Introducing ROS2 Sanitizer Report and Analysis
AWS Robotics has been working on ROS2 code quality and infrastructure improvements since January 2019. Our project specifically focused on issues reported by the AddressSanitizer (ASan) and ThreadSanitizer (TSan) C/C++ runtime analysis tools. Issues the sanitizers surfaced include:
- lock order inversion (potential deadlocks)
- data races
- heap-use-after-free (accessing heap memory after it is freed)
- memory leaks
- signal handler spoils errno (a signal handler overwrites errno)
The scope of our project was to analyze as much of the ROS2 core code base as possible (everything included when building with —packages-up-to system_test), fix issues, develop a process so the community can also fix issues, and integrate sanitizers into nightly CI. These topics, as well as what we have done, are outlined in this document.
ROS2 Core Code Report
Sanitizers capture very detailed information during runtime about code quality issues and print them to stderr. Many of the surfaced issues are duplicates as the code path that has them can be encountered multiple times. Just by looking at stderr output, it’s difficult to see how many issues there are and which ones are duplicates. To make it easy to see, we implemented a colcon plugin that parses the output of sanitizer issues as they are printed to stderr, deduplicates them, and writes them in a readable CSV. If the same issue is printed 500 times to stderr during colcon test, it shows up as a single CSV line with a count of 500. The line also includes the relevant information needed for debugging the issue.
When we started the project, we created two reports — one for ASan and one for TSan — using the colcon tooling we created. The general workflow for generating the reports is as follows.
First, ROS2 code needs to be compiled with ASan or TSan enabled. We created colcon mixins to make it easier to do that.
- colcon build with flag for ASan mixin:
colcon build --mixin asan-gcc
- colcon build with flag for TSan mixin:
colcon build --mixin tsan
Then, run the tests with the sanitizer_report event handler enabled. This event handler parses all printed sanitizer issues, consolidates duplicates, and writes them to a CSV file.
-
colcon test --event-handlers sanitizer_report+
See our tutorial for a complete walk-through of building and testing with ASan or TSan enabled.
We limited our testing to a subset of ROS2 core packages including those in rcl, rclcpp, rmw (Fast-RTPS only), rosidl (Fast-RTPS only), and system_tests repositories, which contain 83,760 source lines of code. While we started with only Fast-RTPS, we will include all DDS implementations in the future as we need to surface sanitizer issues in their associated rmw implementations.
The raw ASan report created on 2019-05-01 showed that the sanitizer raised 1,128 issues. Our deduplication logic reduced them to 37 unique (root) issues.
- 34 memory leaks
- 3 heap-user-after-free
The raw TSan report created on 2019-05-01 showed that the sanitizer raised 7,656 issues.
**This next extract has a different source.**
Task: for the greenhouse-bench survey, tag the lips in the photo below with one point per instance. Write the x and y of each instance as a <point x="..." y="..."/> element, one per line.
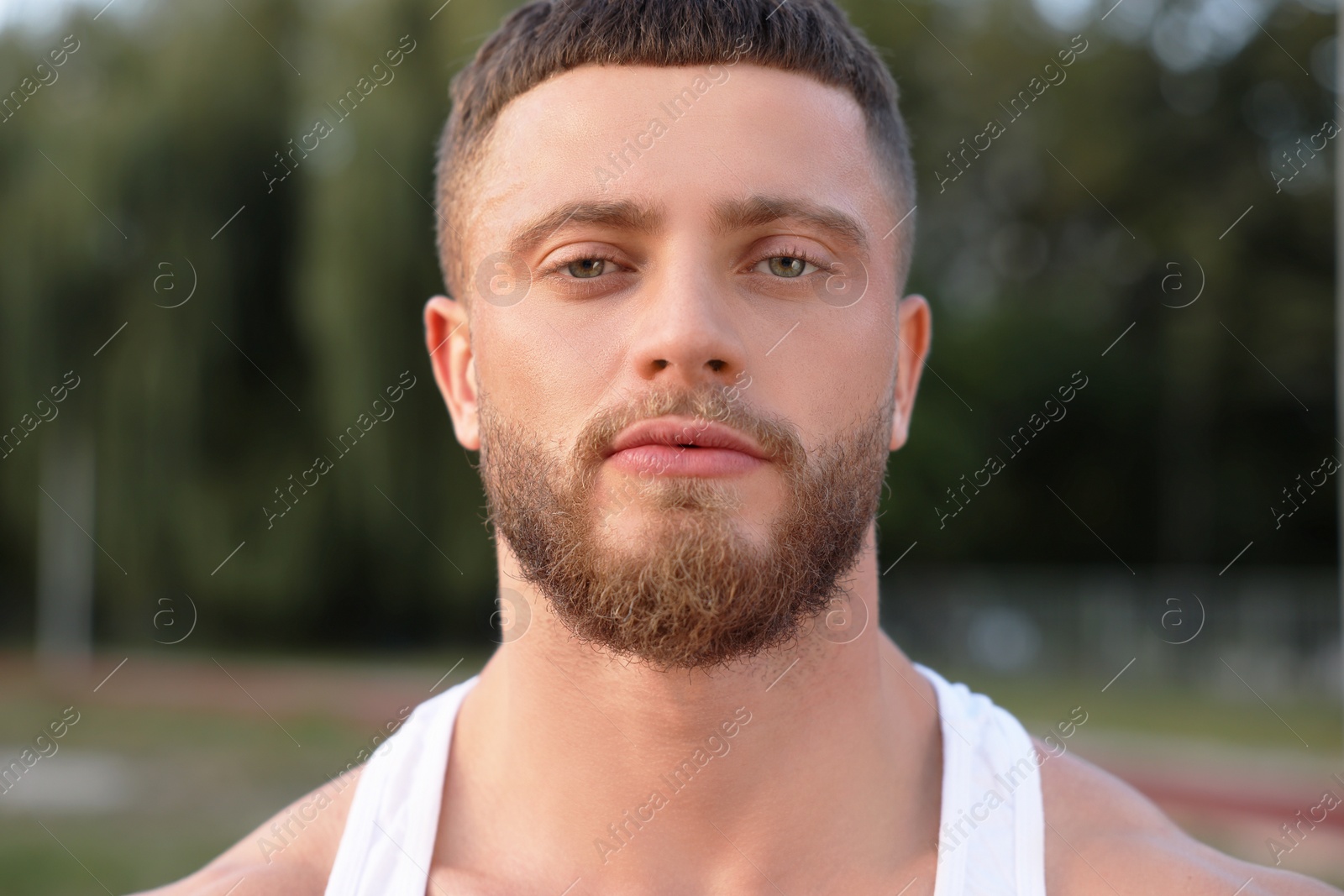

Our deduplication logic reduced them to 61 unique (root) issues.
- 47 data races
- 10 potential deadlocks
- 2 heap-use-after-free
- 2 signal handler spoils errno
TSan report includes errors that originate from ROS2 core packages and from DDS libraries.
Issues We’ve Fixed
To date, we’ve opened 21 pull requests in ROS2 fixing sanitizer issues in low-level ROS2 Core packages. Our strategy is to fix all sanitizer issues in ROS2 Core packages starting with the lowest-level dependencies and working up the ROS2 stack. While fixing issues, we created a tutorial which can be used by the community to discover and fix sanitizer issues. Below is a breakdown of our pull requests.
- 4 fixes in source code
- heap-use-after-free in rclcpp - Fix heap-use-after-free and memory leaks reported from test_node.cpp
- memory leaks in rcl
- 17 fixes in test code
- memory leaks
- rosidl - Fix leak in test_interfaces.c
- rcpputils - Fix leak in test_basic.cpp
- rcutils
- rcl
- system-tests - Fix memory leaks in test_communication tests
- memory leaks
With the above fixes, tests in rcutils and rcpputils run without raising any sanitizer issues. The total number of reported ASan issues dropped from 1128 to 117 (an 89% decrease) and the number of deduplicated root issues dropped from 37 to 19.
Most of the above fixes are in test code, as sanitizers are runtime analysis tools with significant overhead and are only practical to use during tests. They capture issues from any code that is exercised (including test code) and we can’t initially tell if an issue is in source or test code. Though we need to resolve all sanitizer issues for CI to be green, issues in source code are more concerning for production scenarios.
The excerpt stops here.